Since development and QA started collaborating on test data, the new APIs that were produced have put power back in the hands of QA. They are now able to create and refresh any data they need whenever they need it. This reduced a key bottleneck so work is now spending less time in test.
We got a bonus when we noticed that QA now had more time available as they didn’t need to constantly chase people. Our automated coverage has increased as a result of having more time to pay down some test debt.

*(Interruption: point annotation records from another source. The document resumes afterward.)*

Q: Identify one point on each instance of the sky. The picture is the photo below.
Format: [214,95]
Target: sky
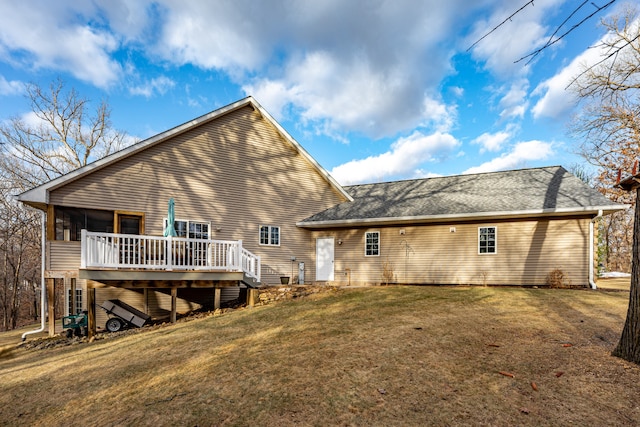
[374,90]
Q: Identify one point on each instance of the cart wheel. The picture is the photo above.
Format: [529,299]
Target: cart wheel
[114,324]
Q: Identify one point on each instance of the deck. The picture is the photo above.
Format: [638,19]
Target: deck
[132,260]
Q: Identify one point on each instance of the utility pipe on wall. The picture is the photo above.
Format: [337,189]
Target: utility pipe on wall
[591,263]
[43,295]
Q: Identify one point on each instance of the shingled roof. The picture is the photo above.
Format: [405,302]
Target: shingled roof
[519,193]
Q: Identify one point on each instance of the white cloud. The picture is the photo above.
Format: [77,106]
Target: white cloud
[12,87]
[517,37]
[158,85]
[492,141]
[404,159]
[361,98]
[522,153]
[55,35]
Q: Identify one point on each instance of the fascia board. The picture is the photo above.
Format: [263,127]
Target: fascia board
[463,217]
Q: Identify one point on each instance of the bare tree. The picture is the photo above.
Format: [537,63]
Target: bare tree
[609,124]
[61,133]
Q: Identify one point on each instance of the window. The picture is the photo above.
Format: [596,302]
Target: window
[70,221]
[269,235]
[487,240]
[190,229]
[372,243]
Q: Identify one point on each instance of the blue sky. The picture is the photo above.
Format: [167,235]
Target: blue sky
[375,90]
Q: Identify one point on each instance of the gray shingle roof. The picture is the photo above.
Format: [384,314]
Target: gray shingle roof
[529,192]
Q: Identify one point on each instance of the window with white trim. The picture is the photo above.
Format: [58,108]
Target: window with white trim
[269,235]
[372,243]
[190,229]
[487,240]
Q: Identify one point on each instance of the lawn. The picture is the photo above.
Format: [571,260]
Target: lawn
[370,356]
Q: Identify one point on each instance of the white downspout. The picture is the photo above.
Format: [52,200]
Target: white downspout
[592,283]
[43,295]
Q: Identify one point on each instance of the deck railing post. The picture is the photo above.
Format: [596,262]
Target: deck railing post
[169,252]
[258,268]
[83,248]
[239,256]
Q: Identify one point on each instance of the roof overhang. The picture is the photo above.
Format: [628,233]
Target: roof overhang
[590,211]
[38,197]
[630,183]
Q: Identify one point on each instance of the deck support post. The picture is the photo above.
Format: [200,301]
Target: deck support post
[91,309]
[251,297]
[216,298]
[72,308]
[174,298]
[51,305]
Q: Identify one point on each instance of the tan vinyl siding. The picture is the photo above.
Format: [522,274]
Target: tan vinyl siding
[433,254]
[63,255]
[235,172]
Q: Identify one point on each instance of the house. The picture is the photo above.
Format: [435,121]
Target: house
[252,206]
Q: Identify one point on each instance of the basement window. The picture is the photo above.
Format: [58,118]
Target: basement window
[269,235]
[487,240]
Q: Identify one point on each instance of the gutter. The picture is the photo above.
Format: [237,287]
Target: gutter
[591,262]
[43,295]
[484,216]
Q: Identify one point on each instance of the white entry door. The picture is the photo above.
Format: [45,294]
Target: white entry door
[324,259]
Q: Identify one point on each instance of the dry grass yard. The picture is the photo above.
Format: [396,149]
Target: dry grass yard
[383,356]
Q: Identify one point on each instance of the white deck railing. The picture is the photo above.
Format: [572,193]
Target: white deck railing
[131,251]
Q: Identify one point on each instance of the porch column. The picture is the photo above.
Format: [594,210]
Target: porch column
[74,303]
[251,297]
[91,309]
[216,298]
[51,305]
[174,298]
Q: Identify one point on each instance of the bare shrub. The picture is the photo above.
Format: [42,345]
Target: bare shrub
[558,279]
[388,272]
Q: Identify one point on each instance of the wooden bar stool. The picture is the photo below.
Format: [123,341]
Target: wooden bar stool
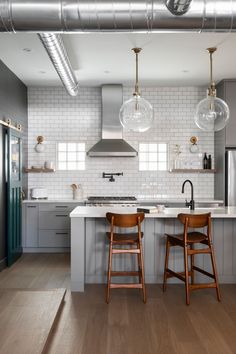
[187,240]
[133,241]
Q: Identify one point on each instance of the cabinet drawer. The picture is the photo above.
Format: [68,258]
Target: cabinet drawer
[54,238]
[54,220]
[57,207]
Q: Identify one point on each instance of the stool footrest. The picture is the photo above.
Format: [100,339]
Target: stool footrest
[124,273]
[202,286]
[199,251]
[204,272]
[128,286]
[179,275]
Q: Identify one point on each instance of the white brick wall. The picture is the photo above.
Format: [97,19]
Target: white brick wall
[58,117]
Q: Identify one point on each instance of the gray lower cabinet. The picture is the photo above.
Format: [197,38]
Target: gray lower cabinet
[30,225]
[46,226]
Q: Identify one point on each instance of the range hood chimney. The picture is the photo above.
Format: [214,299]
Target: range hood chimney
[112,143]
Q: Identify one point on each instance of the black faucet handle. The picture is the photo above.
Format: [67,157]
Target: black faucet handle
[187,203]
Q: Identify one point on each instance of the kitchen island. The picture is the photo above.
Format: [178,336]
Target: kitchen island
[89,247]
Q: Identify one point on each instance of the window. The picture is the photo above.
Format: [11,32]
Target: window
[71,156]
[153,157]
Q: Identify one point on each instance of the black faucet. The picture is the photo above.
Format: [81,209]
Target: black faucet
[111,176]
[190,204]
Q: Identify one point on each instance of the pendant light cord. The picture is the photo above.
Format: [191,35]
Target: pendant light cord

As QA and dev are now working more closely together on test data, we’ve also noticed a reduction in bugs being raised. We think this is because dev has a clearer picture of what’s going to be tested before they start work on the features. Somebody said they were planning a joint demo next week.
How to get started
Here are the top points I always encourage when an organisation starts to think more about their test data managment:
- Document and share your strategy
- Update your policies to include test data management requirements, specifically the definition of done
- Document your work capacity profiles, providing a protected percentage for QA innovation and debt pay-down
- Identify test data requirements as early as possible, get them documented on the tickets when you refine them
- Devolve accountability for test data to the teams who will be actually using the data to do their job
Agile test data management is a little niche but it’s very important. Any area that is hampered by dependencies or fragility deserves our attention if we are truly interested in succeeding.
What are your hallmarks of good or bad test data management?